A falência do Estado como único financiador, gestor e prestador dos cuidados de saúde já havia levado à progressiva aceitação dos sectores privado e social como elementos essenciais na prestação de cuidados de saúde ao cidadão, em complementaridade com o sector público. No entanto, dentro dos condicionalismos atuais, ao Estado cabe a responsabilidade do financiamento do sector público e o sector privado deverá ser completamente autónomo e autossuficiente. Este tem, pois, de garantir a sua própria base económica, mas é evidente que se lhe tem que reconhecer o direito de ser compensado pelos serviços que ao Estado competiria prestar aos cidadãos. Para que tal seja possível, há que definir rigorosamente a fronteira entre os dois. Defendo a existência de dois sectores fortes, mas separados e com regras claras de concorrência entre eles e dentro de cada um deles, em desfavor da autocompetição por mecanismos obscuros.

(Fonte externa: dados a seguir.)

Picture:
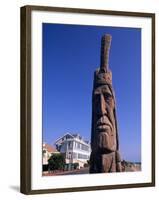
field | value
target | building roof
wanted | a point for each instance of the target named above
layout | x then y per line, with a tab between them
49	148
73	136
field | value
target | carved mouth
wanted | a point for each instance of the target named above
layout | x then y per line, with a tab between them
104	127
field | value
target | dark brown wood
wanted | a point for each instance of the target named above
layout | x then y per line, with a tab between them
26	98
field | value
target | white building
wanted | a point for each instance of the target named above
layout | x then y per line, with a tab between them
74	148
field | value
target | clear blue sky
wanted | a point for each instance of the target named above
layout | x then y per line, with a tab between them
71	53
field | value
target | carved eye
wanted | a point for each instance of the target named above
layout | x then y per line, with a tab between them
108	98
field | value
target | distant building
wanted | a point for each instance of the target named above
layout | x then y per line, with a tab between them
74	148
48	151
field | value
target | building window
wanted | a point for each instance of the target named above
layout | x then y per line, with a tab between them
82	156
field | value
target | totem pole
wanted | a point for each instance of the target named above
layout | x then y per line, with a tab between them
105	155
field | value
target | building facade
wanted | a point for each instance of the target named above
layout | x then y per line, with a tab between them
74	148
48	151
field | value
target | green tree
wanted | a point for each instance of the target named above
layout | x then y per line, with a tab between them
56	161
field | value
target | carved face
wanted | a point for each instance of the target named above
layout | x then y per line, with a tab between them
104	119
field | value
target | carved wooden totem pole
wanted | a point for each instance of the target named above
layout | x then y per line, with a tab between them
105	155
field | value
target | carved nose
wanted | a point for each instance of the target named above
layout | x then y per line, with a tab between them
102	105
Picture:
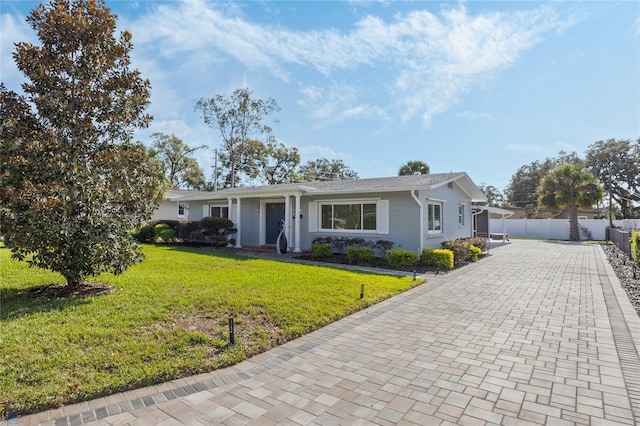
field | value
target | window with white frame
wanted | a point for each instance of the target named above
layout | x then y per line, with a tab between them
182	210
365	216
219	211
434	217
348	216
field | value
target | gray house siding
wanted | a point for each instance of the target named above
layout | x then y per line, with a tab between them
403	217
398	217
452	198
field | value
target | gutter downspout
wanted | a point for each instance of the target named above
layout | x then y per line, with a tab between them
417	200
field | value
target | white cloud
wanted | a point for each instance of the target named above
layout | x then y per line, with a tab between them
435	59
543	149
13	29
431	60
313	152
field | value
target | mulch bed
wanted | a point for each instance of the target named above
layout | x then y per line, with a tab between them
341	259
627	273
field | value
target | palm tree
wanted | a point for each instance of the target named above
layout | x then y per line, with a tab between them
570	187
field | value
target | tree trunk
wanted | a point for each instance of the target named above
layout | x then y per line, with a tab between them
574	230
73	279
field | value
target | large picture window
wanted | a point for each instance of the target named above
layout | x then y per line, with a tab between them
351	216
182	210
220	211
434	213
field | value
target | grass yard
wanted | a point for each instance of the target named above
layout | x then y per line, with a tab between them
166	318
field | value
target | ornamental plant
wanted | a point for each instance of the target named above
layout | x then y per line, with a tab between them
357	255
439	258
401	258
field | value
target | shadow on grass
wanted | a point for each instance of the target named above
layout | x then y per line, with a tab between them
17	302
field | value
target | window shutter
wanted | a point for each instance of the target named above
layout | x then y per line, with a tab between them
313	216
382	217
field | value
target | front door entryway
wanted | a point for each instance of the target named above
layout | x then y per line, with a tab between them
274	215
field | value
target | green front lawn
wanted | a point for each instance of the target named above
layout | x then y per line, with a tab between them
166	318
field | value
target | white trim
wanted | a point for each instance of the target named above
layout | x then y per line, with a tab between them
433	202
382	217
313	216
348	200
185	208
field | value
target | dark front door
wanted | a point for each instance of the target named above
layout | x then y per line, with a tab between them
273	221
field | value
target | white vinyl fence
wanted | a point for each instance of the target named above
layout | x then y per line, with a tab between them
558	229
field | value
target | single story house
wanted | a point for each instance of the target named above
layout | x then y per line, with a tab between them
413	212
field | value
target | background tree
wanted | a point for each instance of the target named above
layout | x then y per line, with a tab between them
323	169
521	190
494	195
570	187
617	164
413	167
237	118
279	164
180	167
247	165
72	184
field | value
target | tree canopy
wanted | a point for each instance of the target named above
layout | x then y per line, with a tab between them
324	169
239	119
617	164
413	167
521	190
570	187
180	167
72	182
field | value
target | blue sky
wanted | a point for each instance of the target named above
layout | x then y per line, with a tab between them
480	87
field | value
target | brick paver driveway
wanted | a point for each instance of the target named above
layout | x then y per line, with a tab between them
539	332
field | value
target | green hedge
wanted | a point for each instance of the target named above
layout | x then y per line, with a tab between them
401	258
440	258
475	252
635	246
320	251
465	249
358	255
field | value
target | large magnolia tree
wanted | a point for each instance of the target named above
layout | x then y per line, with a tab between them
72	182
570	187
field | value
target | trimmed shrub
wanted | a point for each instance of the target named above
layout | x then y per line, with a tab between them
216	225
340	244
320	251
635	247
475	252
144	234
462	251
439	258
401	258
163	233
197	236
358	255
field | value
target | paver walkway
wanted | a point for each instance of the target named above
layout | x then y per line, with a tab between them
537	333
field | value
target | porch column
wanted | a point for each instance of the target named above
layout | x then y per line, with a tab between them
287	219
238	225
298	212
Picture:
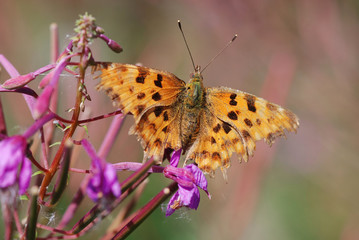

O privado tem, pois, que se tornar cada vez mais autónomo no que respeita aos seus grupos profissionais, numa evolução progressiva para a profissionalização e a dedicação completa. Naturalmente, a ele deverão aplicar-se os mesmos critérios de idoneidade e de qualidade que se apliquem ao sector público, pelo que deve também ser sujeito a normas e mecanismos de verificação da qualidade técnica e deontológica, e a regras de acreditação bem definidas, o que, tem de reconhecer-se, já tem vindo a ser implementado de uma forma relativamente eficaz

Portanto, entendo que a ‘compra’ de serviços pelo sector público ao sector privado deverá ocorrer em casos bem definidos e justificados, pelo que sou contra um sistema generalizado e descontrolado de convenções. Tal como actualmente acontece, estas são um sinal claro de desinteresse do Estado pelo seu próprio sistema que é, assim, progressivamente descapitalizado e subfinanciado. As convenções não geram competição e não estimulam a melhoria da qualidade e o sistema é geralmente redutor e fere o princípio de mercado em que a qualidade gera a procura. De facto, constitui frequentemente um significativo apoio à sobrevivência dos incompetentes e em que os mesmos agentes controlam simultaneamente a oferta e a procura.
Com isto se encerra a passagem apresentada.